I found that there is the encoding capability with JSP source file. When I
change encoding for example from ISO-8859-1 to UTF-8, it does not convert from
but set to.
For Java source file. Yes, Java compiler only accept ASCII. It is very hard to
input unicode escape character.
If it has encoding capability as JSP file and has menu for convert encoding file
(can use native2ascii), it will be easier and comfortable for use.
I think there should be some general mechanism for handling the file
encodings/conversions. IMHO currently only the default encoding set to
JVM is used in the IDE.
When reading the file the editor kit only gets the input stream for
reading so it chooses the default encoding. The editor kit must be
given a Reader (with the proper byte-to-char-converter) instead.

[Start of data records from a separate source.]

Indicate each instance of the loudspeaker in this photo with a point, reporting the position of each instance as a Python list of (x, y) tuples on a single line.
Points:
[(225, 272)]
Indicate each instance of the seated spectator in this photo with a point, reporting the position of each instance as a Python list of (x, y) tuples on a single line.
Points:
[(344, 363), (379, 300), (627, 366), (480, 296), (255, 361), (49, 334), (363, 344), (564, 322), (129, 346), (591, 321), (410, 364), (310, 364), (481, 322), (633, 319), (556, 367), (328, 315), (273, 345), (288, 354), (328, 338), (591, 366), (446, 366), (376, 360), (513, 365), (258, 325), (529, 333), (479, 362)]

Reassigning to core but openide should be involved too I guess.
passing to Peter.
In addition, I can put my comment and generate
document in my own language.
Target milestone was changed from '3.4' to TBD.
I have a feeling this is a duplicate of something.
By the way Isomchai - try my little experimental module,
It at least makes it easier to insert (but not read) escapes - mostly
for alphabetic/syllabic languages, as it is too clumsy to be useful
*** Issue 25191 has been marked as a duplicate of this issue. ***
Such an API has been proposed and discussed in various forms on
several occasions on the list throughout the past couple of years.
Suggestions that I remember have included:
- an EncodingCookie which supplies the encoding of a file
- cause EditorCookie to automatically decode/encode the file according
to a locale property associated with it
Definitely needs a complete proposal and discussion; the issue is
pretty complicated when you consider:
- How much for API vs. hidden implementation?
- usage of platform default encoding vs. a standard encoding like UTF-8
- Unix vs. Win vs. Mac line endings - should the same mechanism solve
- external processes like javac may need to know file encoding, so
encoding cannot be completely hidden in implementation
- UI to present the choice? prop ed needed (issue #20259); per-file
selection? per-file-type? per-filesystem (issue #25189)? global default?
- input methods: is the OS's keyboard support and JRE's input method
framework sufficient for users to enter international text in the
editor, or do we need any more support?
- escape vs. raw: for XML, HTML, .properties, and .java, there are
standardized Unicode escape syntaxes. Should the Editor window display
the raw characters, the escapes, or should you be able to choose on
the fly (a question for editor.netbeans.org probably)? Should the file
saved to disk contain the raw characters (encoded suitably), the
escapes (encoding irrelevant), or should this be a choice (i.e.
"escaped" is a special kind of "encoding")?
25191 is a duplicate of this issue; so am marking this one as defect
after consulation with nb QA and comments from nb
strategy that some i18n rfes could actually be viewed as defects.
Let me know if more details are needed.
Also, 20259 will be marked also as defect as above.
Finally, would 27240 be a duplicate of this also ? If so, I can mark
it as such.
To the previous note from Jesse:
IMO the editor should display the content that was obtained from the
java.io.Reader without changes i.e. if there is a "raw" unicode char
that char should be displayed and if there was '\\' 'u' ... then that
text should be displayed.
IMHO the additional tweaking with the characters such as expanding to
escapes etc. should be treated as a pluggable filters. In general
there could be several cascaded filters.
We should discuss whether the input methods are enough for inputting
of the characters. I have no valuable opinion of that because I don't
use the input methods.
*** Issue 27240 has been marked as a duplicate of this issue. ***
Issue #27240 also suggest per-file-type encoding defaults in some
uniform way. But I think we need per-file encodings anyway.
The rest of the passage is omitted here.